On his part, the executive director of the Resource Centre for Human Rights and Civic Education (CHRICED), Dr Ibrahim M. Zikirullahi, said there was the need for vigilance. 

“We know there are political interests who may want to subvert the electoral process but their will should not be allowed to prevail over the will of the Nigerian electorate. The key to ensuring that these desperate elements don’t undermine the process is to ensure there is vigilance,” Zikirullahi said.

Also, the director-general of the New Dream for Grassroots Development (NDGD), Dr Onwubuya Breakforth, urged the INEC to set up a monitoring team to ensure that the law on hate speech is adhered to as stated in the Electoral Act, 2020 (as amended).

“INEC must be proactive to ensure that electoral offenders are brought to book as enshrined in the law. We unequivocally condemn attempts by some state governments to allow non-state actors to attack opposition political parties from holding their political campaigns in their domains.

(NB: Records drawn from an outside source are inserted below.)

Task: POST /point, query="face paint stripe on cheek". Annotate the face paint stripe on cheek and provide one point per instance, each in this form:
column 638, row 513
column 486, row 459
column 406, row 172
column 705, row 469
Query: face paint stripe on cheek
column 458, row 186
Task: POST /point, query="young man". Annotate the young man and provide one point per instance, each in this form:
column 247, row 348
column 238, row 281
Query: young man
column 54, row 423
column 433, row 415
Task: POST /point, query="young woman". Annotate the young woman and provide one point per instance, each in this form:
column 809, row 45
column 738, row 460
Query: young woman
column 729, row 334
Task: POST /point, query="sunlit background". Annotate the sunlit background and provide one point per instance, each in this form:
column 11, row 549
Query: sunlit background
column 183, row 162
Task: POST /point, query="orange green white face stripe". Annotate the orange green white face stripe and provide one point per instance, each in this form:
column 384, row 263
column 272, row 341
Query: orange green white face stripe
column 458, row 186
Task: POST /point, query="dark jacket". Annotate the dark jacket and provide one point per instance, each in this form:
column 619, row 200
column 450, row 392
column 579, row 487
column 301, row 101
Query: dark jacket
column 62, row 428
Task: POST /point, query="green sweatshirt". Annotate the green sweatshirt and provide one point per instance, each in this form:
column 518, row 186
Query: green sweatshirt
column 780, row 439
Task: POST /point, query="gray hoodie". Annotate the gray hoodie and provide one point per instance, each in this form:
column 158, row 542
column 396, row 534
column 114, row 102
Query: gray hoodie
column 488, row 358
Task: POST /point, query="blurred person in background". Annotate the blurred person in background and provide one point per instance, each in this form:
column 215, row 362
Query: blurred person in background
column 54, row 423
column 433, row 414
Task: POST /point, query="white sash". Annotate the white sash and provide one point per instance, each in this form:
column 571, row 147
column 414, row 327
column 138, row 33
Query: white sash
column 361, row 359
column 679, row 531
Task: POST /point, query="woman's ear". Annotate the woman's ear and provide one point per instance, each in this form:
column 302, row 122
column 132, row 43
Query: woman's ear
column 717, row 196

“Such actions violate the constitutional rights of individuals and political parties from running their campaigns in any part of Nigeria. For instance, the recent clash between APC and PDP supporters in Zamfara and Kaduna states last weekend is condemnable. This portends danger should such political behaviour be allowed to fester,” Breakforth said.

Furthermore, the director, Centre for Democracy and Development (CDD), Idayat Hassan, said it was saddening but not surprising that political violence had continued to rise.

She said, “The proliferation of non-state actors, including cult groups, self-help groups, such as vigilantes, ethnic militia and community policing outfits, all with guns in their hands, present challenges for the elections.

“The law is clear – electoral offences are within the mandate of INEC, as well as police. Errant parties, candidates and supporters must be brought to account. Ignoring such acts is not good for the forthcoming elections.”

Also, the country director, ActionAid Nigeria, Ene Obi, said the issue of violence in the ongoing campaigns was a source of concern.

“We believe that every Nigerian has a right to campaign; it is dependent on the people to listen to the person to convince them on how they are going to solve problems. If you don’t listen to them, what is the choice you are going to make? 

“We call on the people to be patient and tolerant as everybody has a right to freedom of movement and association,” Obi said.

Reacting to the situation, the National Security Adviser (NSA), Major-General Babagana Monguno and Inspector-General of Police Usman Alkali Baba, warned those planning to undermine the 2023 general elections to have a rethink.

Monguno said President Muhammadu Buhari had given all the security agencies a marching order to deal decisively with any individual or group that wants to disrupt the elections.

“Every Nigerian must be allowed to cast his vote and such vote must count,” Monguno said.

On his part, IGP Baba said the police were committed to ensuring peaceful and credible elections 2023. He advised political actors to play by the rules.

He said there was the need for quick dispensation of justice and adequate punishment for those who were arrested for electoral offences to serve as deterrent to members of the public, and called for synergy among security agencies during the campaigns.